Write your own Excel in 100 lines of F#
Tomas Petricek is a computer scientist and open-source developer. He is a Visiting Researcher at the Alan Turing Institute working on tools for open data-driven storytelling. Check out his upcoming course, Fast Track to F# with Tomas Petricek & Phil Trelford on December 6 at Skills Matter, London.
I’ve been teaching F# for over seven years now, both in the public F# FastTrack course that we run at SkillsMatter in London and in various custom trainings for private companies. Every time I teach the F# FastTrack course, I modify the material in one way or another. I wrote about some of this interesting history last year in an fsharpWorks article. The course now has a stable half-day introduction to the language and a stable focus on the ideas behind functional-first programming, but there are always new examples and applications that illustrate this style of programming.

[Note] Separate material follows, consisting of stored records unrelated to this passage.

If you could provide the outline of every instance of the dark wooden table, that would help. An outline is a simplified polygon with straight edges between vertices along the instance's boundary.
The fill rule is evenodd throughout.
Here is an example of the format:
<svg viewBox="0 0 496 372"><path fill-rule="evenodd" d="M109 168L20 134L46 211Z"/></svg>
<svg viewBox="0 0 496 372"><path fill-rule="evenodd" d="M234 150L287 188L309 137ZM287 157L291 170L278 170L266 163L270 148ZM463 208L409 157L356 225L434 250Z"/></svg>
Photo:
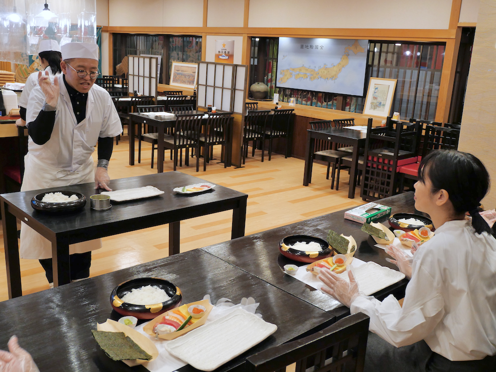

For the upcoming December course in London, I added a number of demos and hands-on tasks built using Fable, partly because running F# in a browser is an easy way to illustrate many concepts and partly because Fable has some amazing functional-first libraries.
If you are interested in learning F# and attending our course, the next F# FastTrack takes place on 6–7 December in London at SkillsMatter. We also offer custom on-site trainings. Get in touch at @tomaspetricek or email firstname.lastname@example.org for a 10% discount for the course.
One of the new samples I want to show, which I also live coded at NDC 2018, is building a simple web-based Excel-like spreadsheet application. The spreadsheet demonstrates all the great F# features such as domain modeling with types, the power of compositionality and also how functional-first approach can be amazingly powerful for building user interfaces.
What is a spreadsheet?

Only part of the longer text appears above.